The jobs are there in such a way that I fundamentally agree with both Senator McDowell and Senator Crowe that we need to look at the critical skills occupations list. That is ongoing work and we will have the next stage of that review in August. I welcome specific submissions identifying vocations on the ineligible list and moving them to the considered list and on to the eligible list. I would genuinely appreciate the Senators' engagement and intervention on that point because it strengthens the case. I have been saying that to a number of Members of the Oireachtas in recent days. Both Deputies Stanton and Creed have cited the issue of car mechanics to me, Deputy Michael Healy-Rae has mentioned refrigeration mechanics, and this issue goes into every sector.

Key to this, and again Senator McDowell is perfectly correct on this, and I very much appreciate the opportunity to contribute to this debate and largely to agree with him, is construction and, looking at the profile of this sector, we see, understandably, a great focus on office construction.
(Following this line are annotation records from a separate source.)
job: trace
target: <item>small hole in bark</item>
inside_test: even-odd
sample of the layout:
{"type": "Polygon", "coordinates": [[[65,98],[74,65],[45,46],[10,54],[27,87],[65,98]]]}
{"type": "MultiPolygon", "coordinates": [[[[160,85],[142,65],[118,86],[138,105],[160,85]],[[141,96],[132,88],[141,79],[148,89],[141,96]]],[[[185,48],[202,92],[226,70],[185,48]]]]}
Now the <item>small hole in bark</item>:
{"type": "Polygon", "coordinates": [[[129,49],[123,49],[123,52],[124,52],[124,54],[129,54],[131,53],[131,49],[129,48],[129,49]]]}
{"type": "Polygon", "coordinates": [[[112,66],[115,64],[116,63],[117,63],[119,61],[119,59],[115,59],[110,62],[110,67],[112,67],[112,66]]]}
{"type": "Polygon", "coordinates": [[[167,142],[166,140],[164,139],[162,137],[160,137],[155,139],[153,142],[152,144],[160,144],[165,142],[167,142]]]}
However, we see how the workplace is changing with the introduction of remote working, accelerated by the Covid-19 pandemic. We will, therefore, be seeing many of those involved in the industry, and we are seeing the market at work in this regard, opting to transfer from commercial development into residential development as they see where the market demand is as well as the societal need. Many of those are in the Grand Canal Basin or dotted out in the wider Dublin 2 and Dublin 4 areas.

I very much appreciate the opportunity to contribute to this debate, to discuss this sectoral employment order with Senators, and to very much emphasise how grateful I am to the Labour Court for doing this work. To have the full buy-in from employees and employers is no mean feat. It is something which is good for the construction sector and for its future but, crucially, it is vital to both our society and economy.

Question put and agreed to.

Cuireadh an Seanad ar fionraí ar 12.10 p.m. agus cuireadh tús leis arís ar 12.33 p.m.

Sitting suspended at 12.10 p.m. and resumed at 12.33 p.m.